A hiss, a groan, and the hatch swung down into a ramp, a breeze swirling around them
as atmospheres equalized. Even behind the air mask she wore, Lanoree swore she could
smell the rancid atmosphere of this place. And if she hadn’t been able to smell how
toxic it was, it was easy enough to see.

They exited the ship into a drifting yellowish haze. Tre followed her down the ramp,
the spare mask she’d found for him clinging to his face in all the wrong places. It
was made for a human, not a Twi’lek, but it would have to do. She didn’t plan on their
being outside for any longer than was necessary.

They’d landed in a dip in the ground, and Lanoree had skillfully drifted the ship
in against an overhanging spur of rock. It rested in shadow, but anyone looking even
casually would be able to find it easily. She wished she had time to camouflage it
somehow—dust, or even some of the ragged creeping plants that she now saw grew here
and there. But time was not on her side. She was very aware of the march of time and
that each moment moved Dal closer to carrying out his insane plan.
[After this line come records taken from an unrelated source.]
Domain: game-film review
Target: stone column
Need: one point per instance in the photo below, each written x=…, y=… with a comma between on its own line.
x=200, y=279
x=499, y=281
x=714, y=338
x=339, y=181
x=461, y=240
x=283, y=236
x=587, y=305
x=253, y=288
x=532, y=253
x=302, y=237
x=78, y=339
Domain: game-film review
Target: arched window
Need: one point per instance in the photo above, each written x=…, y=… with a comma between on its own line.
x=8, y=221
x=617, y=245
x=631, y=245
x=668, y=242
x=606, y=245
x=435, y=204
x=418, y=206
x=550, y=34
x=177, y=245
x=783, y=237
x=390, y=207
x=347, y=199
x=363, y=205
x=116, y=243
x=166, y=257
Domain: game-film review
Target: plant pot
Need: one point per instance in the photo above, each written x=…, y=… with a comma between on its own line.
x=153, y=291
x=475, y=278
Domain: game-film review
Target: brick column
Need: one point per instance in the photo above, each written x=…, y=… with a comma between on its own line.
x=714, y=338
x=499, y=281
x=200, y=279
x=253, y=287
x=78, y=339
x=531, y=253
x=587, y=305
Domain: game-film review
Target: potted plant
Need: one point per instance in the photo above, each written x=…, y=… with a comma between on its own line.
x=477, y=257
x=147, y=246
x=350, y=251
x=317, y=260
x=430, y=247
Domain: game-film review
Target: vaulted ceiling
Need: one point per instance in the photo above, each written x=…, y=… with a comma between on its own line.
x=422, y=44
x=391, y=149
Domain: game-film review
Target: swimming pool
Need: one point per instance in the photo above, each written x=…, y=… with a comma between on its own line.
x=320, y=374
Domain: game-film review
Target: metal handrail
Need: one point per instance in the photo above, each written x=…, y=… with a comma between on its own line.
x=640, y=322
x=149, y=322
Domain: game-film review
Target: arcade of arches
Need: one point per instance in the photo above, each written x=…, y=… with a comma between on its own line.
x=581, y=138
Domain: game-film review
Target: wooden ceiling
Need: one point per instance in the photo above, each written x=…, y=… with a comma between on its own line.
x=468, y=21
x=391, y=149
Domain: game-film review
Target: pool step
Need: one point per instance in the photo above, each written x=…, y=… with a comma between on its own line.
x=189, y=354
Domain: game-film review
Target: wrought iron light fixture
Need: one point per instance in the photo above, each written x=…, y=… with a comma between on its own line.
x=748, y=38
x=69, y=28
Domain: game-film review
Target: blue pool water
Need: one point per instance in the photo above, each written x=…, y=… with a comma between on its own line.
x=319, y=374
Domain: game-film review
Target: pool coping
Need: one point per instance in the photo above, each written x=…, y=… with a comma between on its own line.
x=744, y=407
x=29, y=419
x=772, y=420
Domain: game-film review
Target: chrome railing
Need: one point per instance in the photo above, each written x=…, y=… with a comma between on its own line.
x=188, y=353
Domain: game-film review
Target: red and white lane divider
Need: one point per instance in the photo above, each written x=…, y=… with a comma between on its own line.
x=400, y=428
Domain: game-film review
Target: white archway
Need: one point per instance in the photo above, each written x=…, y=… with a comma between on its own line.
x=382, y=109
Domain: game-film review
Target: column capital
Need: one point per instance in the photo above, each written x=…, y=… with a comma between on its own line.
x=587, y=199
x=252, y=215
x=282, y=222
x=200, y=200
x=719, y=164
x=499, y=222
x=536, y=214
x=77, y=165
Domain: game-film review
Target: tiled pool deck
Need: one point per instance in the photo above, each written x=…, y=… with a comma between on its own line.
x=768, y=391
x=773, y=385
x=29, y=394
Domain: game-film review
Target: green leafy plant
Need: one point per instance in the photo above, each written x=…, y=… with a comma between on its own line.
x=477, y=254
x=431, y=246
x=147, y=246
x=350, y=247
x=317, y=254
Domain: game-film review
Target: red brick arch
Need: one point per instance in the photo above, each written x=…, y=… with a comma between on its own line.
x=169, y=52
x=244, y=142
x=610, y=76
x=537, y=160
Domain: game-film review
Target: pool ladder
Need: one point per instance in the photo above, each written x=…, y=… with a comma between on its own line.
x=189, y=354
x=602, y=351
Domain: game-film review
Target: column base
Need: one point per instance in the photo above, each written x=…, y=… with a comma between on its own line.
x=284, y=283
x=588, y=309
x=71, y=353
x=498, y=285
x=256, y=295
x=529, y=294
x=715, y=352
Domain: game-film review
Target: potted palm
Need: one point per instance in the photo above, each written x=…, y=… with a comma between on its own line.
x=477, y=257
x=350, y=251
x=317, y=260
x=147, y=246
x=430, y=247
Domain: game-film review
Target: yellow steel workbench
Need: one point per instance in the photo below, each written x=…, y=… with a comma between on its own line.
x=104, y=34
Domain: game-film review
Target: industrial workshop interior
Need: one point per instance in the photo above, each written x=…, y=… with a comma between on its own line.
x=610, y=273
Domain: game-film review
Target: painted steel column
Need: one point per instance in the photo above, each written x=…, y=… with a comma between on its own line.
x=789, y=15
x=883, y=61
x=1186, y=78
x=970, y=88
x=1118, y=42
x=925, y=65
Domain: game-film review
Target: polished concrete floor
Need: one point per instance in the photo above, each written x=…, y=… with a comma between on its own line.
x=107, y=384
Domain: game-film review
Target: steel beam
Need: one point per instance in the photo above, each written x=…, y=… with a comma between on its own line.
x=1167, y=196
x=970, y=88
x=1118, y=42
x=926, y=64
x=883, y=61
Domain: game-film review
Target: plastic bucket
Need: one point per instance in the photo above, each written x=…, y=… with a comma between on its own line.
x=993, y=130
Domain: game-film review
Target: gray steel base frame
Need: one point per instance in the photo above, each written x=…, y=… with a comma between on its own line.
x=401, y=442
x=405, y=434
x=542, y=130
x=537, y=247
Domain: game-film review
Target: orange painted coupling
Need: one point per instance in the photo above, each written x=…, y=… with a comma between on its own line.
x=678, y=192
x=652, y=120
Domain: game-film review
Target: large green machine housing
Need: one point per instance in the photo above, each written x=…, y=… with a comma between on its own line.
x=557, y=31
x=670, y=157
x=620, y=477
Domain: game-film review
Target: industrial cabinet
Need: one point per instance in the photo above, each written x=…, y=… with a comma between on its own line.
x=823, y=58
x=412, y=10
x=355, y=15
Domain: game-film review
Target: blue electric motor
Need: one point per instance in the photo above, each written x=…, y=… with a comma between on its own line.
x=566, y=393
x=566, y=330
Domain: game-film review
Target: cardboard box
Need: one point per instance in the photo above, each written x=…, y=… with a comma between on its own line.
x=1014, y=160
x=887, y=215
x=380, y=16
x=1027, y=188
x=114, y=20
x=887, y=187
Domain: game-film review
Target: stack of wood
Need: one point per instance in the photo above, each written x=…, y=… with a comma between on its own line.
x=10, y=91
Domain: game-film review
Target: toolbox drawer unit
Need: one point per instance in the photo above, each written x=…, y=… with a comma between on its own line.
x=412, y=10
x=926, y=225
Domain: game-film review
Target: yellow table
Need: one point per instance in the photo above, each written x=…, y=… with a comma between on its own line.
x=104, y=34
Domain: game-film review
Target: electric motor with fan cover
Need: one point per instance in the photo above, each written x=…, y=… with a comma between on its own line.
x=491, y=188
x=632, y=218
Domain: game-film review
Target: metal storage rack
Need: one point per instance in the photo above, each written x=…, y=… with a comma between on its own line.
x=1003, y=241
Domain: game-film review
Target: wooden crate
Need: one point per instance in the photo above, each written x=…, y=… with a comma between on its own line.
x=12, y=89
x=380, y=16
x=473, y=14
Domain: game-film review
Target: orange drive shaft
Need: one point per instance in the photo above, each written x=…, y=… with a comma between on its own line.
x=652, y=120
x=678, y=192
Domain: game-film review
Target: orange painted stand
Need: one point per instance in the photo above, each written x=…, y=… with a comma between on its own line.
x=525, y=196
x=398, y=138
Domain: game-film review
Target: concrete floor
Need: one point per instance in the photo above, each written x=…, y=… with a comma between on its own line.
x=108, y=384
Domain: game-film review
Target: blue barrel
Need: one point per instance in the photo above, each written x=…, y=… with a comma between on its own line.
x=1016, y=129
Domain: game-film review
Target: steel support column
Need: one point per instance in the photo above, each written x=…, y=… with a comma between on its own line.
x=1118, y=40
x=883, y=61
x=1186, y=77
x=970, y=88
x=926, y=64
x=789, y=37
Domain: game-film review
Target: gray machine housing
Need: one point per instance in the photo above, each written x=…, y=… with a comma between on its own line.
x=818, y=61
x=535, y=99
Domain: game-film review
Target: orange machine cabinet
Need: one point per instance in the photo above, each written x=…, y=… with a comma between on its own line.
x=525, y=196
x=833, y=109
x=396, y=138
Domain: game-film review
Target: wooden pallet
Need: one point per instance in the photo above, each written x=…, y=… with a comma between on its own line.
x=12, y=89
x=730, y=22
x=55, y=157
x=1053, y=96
She signaled the ship to seal up behind them, and paused to watch the ramp fold in
and shut tightly. She caught a glimpse of Ironholgs just as the hatch closed. The
droid would protect the ship with everything it had, but she was still worried. This
might well have been the most hostile environment she had ever landed in.

Greenwood Station was a smooth curve in the distance, just visible through the haze.
She’d confirmed with Tre that this was indeed dawn on Nox, Tythos a blur just above
the horizon past the dome. The atmosphere was so heavy with toxic pollutants, pumped
out over millennia of mining and manufacturing, that Nox was denying the star itself.

Lanoree probed outward, sensing for trouble. There were life-forms close by, but not
many, and they were not sentients. She felt nothing dangerous, although she would
never lower her guard. Her
senses and caution were heightened now, and would remain so every moment she was here.

“This is nice,” Tre said, voice muffled by his mask.

“Keep quiet,” Lanoree said. “These masks don’t carry much air, and you’ll waste it.”

They walked across the desolate landscape toward the dome. By all accounts Nox had
once been a verdant world, and although much warmer than Tython, it had supported
vast forests of giant trees with huge leaves to bleed heat to the sky, beneath which
complex ecosystems existed. It was rumored that one large island on Nox had been home
to more species of birds and mammals than the whole of Tython. But settlers had quickly
made use of its rich metal deposits and endless wood supplies to build giant smelting
plants, extracting 90 percent of the metals used across the system. Over the space
of a thousand years, most of the forests had vanished into ash, and with them the
creatures they had supported. It had been a merciless despoliation of the planet,
but at the time the system had been a new, mysterious frontier, and those brought
there by the Tho Yor were desperate to make a home for themselves. The Je’daii were
finding their own path on Tython, and Nox’s settlers had let need, and greed, guide
their hands. It was desperately sad, but Nox was now beyond saving.

Anything left was clinging to life. Mutation had increased, and there was little plant
or animal life left on Nox that would have been recognizable by someone from seven
thousand years before.

Trees were gone, and the only plant life remaining was a low-growing, creeping scrub,
thin leaves gasping carbon dioxide from the tortured air, roots growing deep in their
search for nutrients. Small lizards scurried here and there. Lanoree saw snake trails
in the dusty soil, though she never spied a serpent. She guessed they kept themselves
out of sight, perhaps living most of their lives belowground where the air could not
kill them, the rains could not melt.